725 異世界
「おまえは、おまえは一体何者なんだ」
ボクの中で絶対だった勇者と魔王の定義を崩そうとしている、このタカハシのおっさんは何者なんだ。
「俺はコーイチ。高橋浩一」
「タカハシ・コーイチ」
性を、先に名乗った。そんな名乗り方、聞いた事がない。
「チェルから魔王の座を奪った史上最速にして最凶、そして最弱の人間魔王」
コーイチは背筋を伸ばしてゆっくりと腕を組み、そして両足の踵をキレイに揃えて宣言した。
後方からアクアが、ベ○立ちとか呟いた気がする。
確かにコーイチが侵略を宣言してから世界中があっという間に侵略された事から史上最速とも最凶とも取れるだろう。そして情けない事に自分で言ってしまうくらい、誰がどう取り繕おうとも最弱だ。魔王史上どころか人間中でも最弱の部類だろう。
「ンでもって」
なんだ、まだ口上が続くのか。少々長いような気もするのだが。
「地球って世界の日本って国で生まれた、異世界人だ」
「いせ、かい?」
急に何を言い出すんだ。チキュウ、ニホン。まるで聞いた事のない地名だ。
「地球はイッコクと違って人は魔法を使えねぇし、魔物も存在しねぇ。エルフやドワーフなんてファンタジーもいいとこだぜ。種族は人間しかいねぇんだからよぉ」
「黙って聞いてりゃデタラメ言いやがってよぉ。魔法もないのにどうやれば人は生活できんだよ。あり得ねぇだろぉ」
「人間しか種族がいないってのも聞き捨てならないねぇ。どんな人種差別をしてるんだい」
ワイズとクミンが堪えきれずに声を上げる。魔法使いが魔法を否定されては黙っていられないだろうし、ドワーフなんていない者扱いだ。怒りが込み上げてくるのはもっともだ。
「科学と技術を進歩してんだよ。ンだな、地下鉄や自動ドア、エレベーター辺りは体験したんじゃねぇか。規模は小さくなるが、あんなもんは人が暮らしている所にはどこにでもある機械なんだぜ。勿論本来は魔力じゃ動いてねぇ」
あんな異質物がどこにでもある世界だと。しかも魔力なしで。あり得ない。あり得ないけど、魔王城タカハシへ至るまでに散々見せられてしまっている。否定しきれないぐらいに。
「あと人間至上主義じゃなくて本当に人間しかいねぇんだからソコは理解してくれや。存在しない相手は差別すら出来ねぇんだからよぉ。ただ不思議と物語の中には出てくるから異種族はある意味憧れでもあんだぜ。なんせ人間は弱ぇかんな」
常識や価値観が違いすぎる。言われてしまえば生まれた世界が違うと受け入れた方が納得できるぐらいだ。

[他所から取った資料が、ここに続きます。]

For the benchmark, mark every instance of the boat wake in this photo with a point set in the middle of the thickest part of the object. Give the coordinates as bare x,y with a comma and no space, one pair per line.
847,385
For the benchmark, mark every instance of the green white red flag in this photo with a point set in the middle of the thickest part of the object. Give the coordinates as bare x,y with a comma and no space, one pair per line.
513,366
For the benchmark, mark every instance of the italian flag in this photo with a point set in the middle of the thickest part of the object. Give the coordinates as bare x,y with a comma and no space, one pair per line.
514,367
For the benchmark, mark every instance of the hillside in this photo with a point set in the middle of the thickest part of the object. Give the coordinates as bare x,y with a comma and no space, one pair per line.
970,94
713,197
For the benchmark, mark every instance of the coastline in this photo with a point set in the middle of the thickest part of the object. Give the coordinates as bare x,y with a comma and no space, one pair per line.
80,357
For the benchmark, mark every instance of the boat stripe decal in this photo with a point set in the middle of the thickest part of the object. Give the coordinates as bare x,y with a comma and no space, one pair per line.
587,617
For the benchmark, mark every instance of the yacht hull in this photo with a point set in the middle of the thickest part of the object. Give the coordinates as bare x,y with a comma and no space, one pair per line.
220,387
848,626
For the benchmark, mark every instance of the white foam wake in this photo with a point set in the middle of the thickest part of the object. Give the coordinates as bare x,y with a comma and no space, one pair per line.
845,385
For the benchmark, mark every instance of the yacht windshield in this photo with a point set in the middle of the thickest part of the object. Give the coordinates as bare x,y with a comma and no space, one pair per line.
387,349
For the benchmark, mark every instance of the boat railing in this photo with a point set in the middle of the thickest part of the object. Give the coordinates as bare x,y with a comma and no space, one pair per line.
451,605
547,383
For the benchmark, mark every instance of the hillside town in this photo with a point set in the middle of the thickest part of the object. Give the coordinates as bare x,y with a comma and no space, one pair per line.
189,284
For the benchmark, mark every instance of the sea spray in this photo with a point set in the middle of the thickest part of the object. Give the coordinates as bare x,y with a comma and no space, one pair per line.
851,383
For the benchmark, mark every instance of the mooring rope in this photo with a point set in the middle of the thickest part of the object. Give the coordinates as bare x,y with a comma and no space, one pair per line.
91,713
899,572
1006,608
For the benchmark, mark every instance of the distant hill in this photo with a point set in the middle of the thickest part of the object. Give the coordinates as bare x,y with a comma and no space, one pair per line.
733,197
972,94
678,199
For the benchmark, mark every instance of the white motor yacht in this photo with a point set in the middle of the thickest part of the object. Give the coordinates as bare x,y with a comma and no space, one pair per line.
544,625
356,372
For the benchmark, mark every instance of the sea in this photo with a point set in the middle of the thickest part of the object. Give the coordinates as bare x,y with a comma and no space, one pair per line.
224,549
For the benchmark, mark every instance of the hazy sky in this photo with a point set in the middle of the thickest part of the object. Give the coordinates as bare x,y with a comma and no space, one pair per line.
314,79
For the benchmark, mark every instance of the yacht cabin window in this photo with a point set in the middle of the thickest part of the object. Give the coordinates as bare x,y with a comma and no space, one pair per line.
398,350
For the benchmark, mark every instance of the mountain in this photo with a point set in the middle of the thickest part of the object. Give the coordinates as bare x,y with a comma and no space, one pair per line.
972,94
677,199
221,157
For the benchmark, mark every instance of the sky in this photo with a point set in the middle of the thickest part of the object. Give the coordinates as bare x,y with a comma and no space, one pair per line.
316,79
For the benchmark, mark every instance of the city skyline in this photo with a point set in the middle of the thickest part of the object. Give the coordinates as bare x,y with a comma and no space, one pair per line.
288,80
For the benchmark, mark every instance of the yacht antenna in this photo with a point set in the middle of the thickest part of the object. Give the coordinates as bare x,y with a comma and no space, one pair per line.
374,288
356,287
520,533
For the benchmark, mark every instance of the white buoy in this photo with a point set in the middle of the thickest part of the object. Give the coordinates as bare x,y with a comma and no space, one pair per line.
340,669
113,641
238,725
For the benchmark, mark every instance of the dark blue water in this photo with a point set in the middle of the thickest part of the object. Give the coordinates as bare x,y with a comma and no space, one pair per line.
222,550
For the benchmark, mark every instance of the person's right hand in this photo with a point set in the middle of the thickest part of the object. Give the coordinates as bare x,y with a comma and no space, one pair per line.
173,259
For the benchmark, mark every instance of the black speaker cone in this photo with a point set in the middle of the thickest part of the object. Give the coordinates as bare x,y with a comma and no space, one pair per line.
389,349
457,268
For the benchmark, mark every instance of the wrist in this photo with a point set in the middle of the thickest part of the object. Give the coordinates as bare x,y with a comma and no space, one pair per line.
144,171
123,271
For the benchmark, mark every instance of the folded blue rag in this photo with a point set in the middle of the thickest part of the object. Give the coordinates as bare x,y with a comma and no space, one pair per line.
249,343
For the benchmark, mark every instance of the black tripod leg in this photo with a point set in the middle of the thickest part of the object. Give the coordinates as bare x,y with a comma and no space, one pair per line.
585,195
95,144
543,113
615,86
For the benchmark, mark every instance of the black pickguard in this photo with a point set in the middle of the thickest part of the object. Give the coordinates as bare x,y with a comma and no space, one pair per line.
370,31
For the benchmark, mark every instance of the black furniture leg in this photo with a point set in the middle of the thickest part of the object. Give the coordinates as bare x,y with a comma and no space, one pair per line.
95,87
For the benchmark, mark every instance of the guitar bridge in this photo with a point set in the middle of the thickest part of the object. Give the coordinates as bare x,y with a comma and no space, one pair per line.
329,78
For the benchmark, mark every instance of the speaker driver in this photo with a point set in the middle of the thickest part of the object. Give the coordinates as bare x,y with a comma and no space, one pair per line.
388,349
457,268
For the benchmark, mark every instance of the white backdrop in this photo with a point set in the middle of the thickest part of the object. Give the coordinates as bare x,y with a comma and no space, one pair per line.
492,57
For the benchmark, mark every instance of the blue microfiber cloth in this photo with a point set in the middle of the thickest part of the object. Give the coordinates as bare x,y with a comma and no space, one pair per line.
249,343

「それとさっきから俺を弱者扱いしてっけど、日本じゃ俺の身体能力は平均ぐらいなんだぜ」
平均。この弱さで平均だと。もしも本当だとしたら、その、不憫すぎる。あまりの事実に憤慨していたクミンでさえ目を逸らしたぐらいだ。
「俺から言わせりゃテメェらの方がバケモン過ぎるだけなんだがな。さっき言ったとおり魔物なんていないから、人間が何かに脅かされる事は滅多にねぇぜ。日本ではな」
「つまりそれは、ニホンは平和って事なのかい。だとしたら羨ましい限りじゃないか」
聞く限り夢物語の理想郷じゃないか。不運があるとしたら、なぜかイッコクに来たぐらいだ。
「平和、ねぇ。存外平和って、あんまいいもんじゃねぇかもしんねぇぞ」
平和が、あまりいいものじゃないだって。
贅沢すぎる否定に、ボクは頭がついていけなくなった。